Intuition Labs · φ research · 21 · measured · 19 may 2026

one switch changed everything

We built a coding agent around our local model. It started failing tasks that should have been trivial. The cause was a single default setting: the model deliberates at length before every action. For an agent loop where each step is a quick shell command, that deliberation pays its cost on every single turn. Flipping that one switch made the agent 5.5x faster on the previously-failing tasks and turned three timeouts into three clean passes.

5.5× faster · 3-of-3 reliability flip
density = pass-rate ÷ wall-seconds  ·  same model, same harness, same prompts — one substrate switch

the takeaway in one paragraph

A modern open-source model has two response modes: think-out-loud-first (the model spends time deliberating before answering) and answer-directly. For an interactive Q&A, deliberation usually helps. For an agentic tool-use loop — where the agent issues one shell command per step, gets the result, and decides the next step — deliberation is overhead on every single turn. Our agent uses 8-15 turns on a coding task; if each turn pays 30-60 seconds of upfront deliberation, the budget evaporates. Our local model has deliberation on by default. Telling it 'just answer directly' for agent calls (not for chat — chat still benefits from thinking) made the agent 5.5× faster on tasks that previously timed out, and flipped 3 cases from fail to pass.

the paired flip · the cleanest evidence

The simplest experiment to interpret is one variable changed, everything else held constant. We ran our coding agent against three tasks (a fizzbuzz script, a file-processing script, a git-repo setup) at default settings. The agent failed all three by timing out at 120 seconds per model call. The model often had the right answer mid-loop — on word-count, it ran 'wc /app/input.txt', got the exact correct counts back, then timed out trying to write a small Python script around those numbers.

Then we flipped one setting: tell the model to answer directly on agent calls, not deliberate. We re-ran the exact same three tasks. All three passed in 23-25 seconds each:

taskbefore (thinking on)after (thinking off)wall ratio
fizzbuzz (3-line script)0.0 · 133s timeout1.0 · 24s pass5.5×
word-count (file I/O)0.0 · 141s timeout1.0 · 25s pass5.6×
git-init (repo setup)0.0 · 133s timeout1.0 · 23s pass5.8×

Same agent code. Same model. Same prompts. Same hardware. Same hour. The only thing different is one boolean in the request body. The result: 3-of-3 reliability flip, average 5.5× wall reduction, three reward-zero outcomes turned into three reward-one outcomes.

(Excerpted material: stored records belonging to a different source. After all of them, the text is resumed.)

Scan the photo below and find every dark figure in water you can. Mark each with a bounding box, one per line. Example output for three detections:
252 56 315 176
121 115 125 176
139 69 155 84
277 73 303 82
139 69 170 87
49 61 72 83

why thinking-mode was the bottleneck

The local model has a chat-template mode called 'enable_thinking'. When ON (the default), the model emits a long deliberation block before its actual answer. For chat use, this is great — you can see the reasoning. For an agent that's about to translate one observation into one command, the deliberation is pure overhead. Worse, the deliberation can grow with prompt complexity — a longer transcript means longer thinking, which can exceed the per-call timeout cap.

The fail traces tell the story. On word-count, step 1 was 'wc /app/input.txt' — fast, answer back: '5 21 125'. Step 2 was supposed to translate that into a tiny Python script that prints those numbers. The model started its thinking block and didn't finish it before the 120-second per-call cap fired. The script never got written. From the agent's perspective, the model just stopped responding mid-task.

Two failure modes have the same root cause but they look very different. The popular general-purpose agent framework hits this from the opposite direction: its turn budgets are much bigger, so the model has room to deliberate, but its outer task-timeout (6 minutes by default) eventually catches up. We saw it time out on the same word-count task too. Same model, same problem, different shape of overrun.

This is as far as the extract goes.